Opinion / Op-Ed Contributors

Upgrade outbound investment

By Xian Guoyi (China Daily) Updated: 2013-11-08 08:18

Chinese investors need broader global perspective so it is oriented toward the high end of the global value chains

China's outbound direct investment has grown by leaps and bounds over the last decade or so, from $2.7 billion in 2002 to a record high of $87.8 billion in 2012, and it is estimated it will exceed $100 billion by the end of the 12th Five-Year Plan period (2011-15).

Upgrade outbound investment
File Photo / China Daily

But despite having emerged as the world's third-largest outward investor, China is in urgent need of broadening its global perspective on outbound investment. In the initial stages of reform and opening-up, China's ODI was basically aimed at setting up small trading companies or offices to establish overseas contacts or provide supporting services for the country's export and import trade.

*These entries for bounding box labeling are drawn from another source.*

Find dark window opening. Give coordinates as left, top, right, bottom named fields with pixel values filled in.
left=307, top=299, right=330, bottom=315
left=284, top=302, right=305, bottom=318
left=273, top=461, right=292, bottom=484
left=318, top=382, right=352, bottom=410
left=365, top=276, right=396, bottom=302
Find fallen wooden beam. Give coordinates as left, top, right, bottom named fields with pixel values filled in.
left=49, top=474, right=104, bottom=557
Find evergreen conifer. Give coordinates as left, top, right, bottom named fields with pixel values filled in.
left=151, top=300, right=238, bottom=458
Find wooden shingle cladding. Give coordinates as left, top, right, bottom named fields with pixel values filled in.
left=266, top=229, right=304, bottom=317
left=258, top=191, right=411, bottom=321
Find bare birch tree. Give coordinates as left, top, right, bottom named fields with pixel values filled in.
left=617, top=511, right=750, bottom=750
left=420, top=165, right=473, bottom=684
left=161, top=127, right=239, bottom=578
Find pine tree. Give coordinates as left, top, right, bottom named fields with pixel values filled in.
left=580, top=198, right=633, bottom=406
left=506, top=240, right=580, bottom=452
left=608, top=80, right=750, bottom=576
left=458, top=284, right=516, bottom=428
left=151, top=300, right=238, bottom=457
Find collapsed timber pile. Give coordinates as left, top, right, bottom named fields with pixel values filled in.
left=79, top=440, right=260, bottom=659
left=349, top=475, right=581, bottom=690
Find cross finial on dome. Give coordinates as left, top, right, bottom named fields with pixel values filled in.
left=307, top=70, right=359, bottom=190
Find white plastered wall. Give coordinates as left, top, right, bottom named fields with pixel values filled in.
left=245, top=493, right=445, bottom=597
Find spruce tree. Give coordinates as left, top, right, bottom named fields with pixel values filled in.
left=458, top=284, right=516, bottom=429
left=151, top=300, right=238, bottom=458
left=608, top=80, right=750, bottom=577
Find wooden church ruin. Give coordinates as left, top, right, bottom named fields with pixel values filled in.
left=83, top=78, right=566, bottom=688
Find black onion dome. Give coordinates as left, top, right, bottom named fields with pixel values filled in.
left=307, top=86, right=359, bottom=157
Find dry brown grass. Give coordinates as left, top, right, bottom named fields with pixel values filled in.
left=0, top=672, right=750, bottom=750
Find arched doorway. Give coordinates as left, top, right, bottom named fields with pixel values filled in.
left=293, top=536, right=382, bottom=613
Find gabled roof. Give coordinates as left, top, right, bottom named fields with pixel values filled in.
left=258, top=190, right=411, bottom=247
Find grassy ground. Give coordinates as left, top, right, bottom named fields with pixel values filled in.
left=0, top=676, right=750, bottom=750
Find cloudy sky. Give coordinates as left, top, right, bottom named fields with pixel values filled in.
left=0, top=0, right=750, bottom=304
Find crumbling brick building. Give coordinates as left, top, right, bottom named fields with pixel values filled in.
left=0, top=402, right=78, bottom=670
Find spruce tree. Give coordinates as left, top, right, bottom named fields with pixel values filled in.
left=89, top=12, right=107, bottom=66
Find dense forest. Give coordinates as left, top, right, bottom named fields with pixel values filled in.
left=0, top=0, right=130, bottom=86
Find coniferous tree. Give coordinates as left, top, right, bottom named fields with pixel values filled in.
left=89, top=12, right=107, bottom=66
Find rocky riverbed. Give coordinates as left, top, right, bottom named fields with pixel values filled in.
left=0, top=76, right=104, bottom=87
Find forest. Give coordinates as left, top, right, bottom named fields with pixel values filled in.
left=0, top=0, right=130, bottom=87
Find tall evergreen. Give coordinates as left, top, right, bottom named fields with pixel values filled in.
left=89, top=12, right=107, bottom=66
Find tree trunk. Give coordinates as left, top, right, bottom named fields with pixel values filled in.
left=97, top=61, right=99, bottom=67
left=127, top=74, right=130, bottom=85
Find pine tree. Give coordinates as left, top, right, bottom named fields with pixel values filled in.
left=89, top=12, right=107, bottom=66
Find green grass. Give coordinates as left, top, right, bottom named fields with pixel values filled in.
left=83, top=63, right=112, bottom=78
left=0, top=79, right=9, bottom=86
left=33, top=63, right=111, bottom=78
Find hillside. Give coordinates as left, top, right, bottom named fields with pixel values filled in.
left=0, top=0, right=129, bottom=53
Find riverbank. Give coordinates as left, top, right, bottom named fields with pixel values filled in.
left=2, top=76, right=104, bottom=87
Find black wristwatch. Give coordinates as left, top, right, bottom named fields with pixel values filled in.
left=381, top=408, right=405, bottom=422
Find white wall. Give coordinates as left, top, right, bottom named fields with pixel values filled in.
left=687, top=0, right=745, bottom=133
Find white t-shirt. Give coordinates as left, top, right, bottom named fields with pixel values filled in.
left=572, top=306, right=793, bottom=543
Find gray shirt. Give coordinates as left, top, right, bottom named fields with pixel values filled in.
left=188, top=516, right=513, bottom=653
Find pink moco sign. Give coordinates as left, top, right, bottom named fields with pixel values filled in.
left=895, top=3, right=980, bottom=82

And after more than three decades of reform and opening-up, to a great extent, the country's outward investment is still oriented to foreign trade and domestic manufacturing, and of little significance for the integration of global resources. Statistics from the Chinese Ministry of Commerce show that about 65 percent of China's ODI in 2012 went to the leasing, commercial service and mining sectors, indicating an investment structure that is out of step with the circumstances in the post-financial crisis era.

The international investment climate has been undergoing profound changes since the onset of the global financial crisis. First and foremost, international investment has become an important means for developing countries to integrate into the global economy, participate in the division of labor within the global value chains and realize their industrial and technological upgrading.

If China continues to excessively orient its outward investment to the low-end manufacturing and export sectors, it will miss the opportunities to integrate global resources, especially advanced technologies, and be kept at the low end of global value chains. That is one of the reasons why China's outward investment requires a broad global perspective.

Also, in the context of the third industrial revolution, which features the development of Internet technologies and renewable energies, no country is capable of technological monopoly as the globalization of research and development is already underway. Production in this era will be decentralized in low volumes and customized with designs tailored for regional and even individual tastes. These will change the international division of labor, where, at present, developed countries dominate the research and development process while developing economies mostly undertake manufacturing.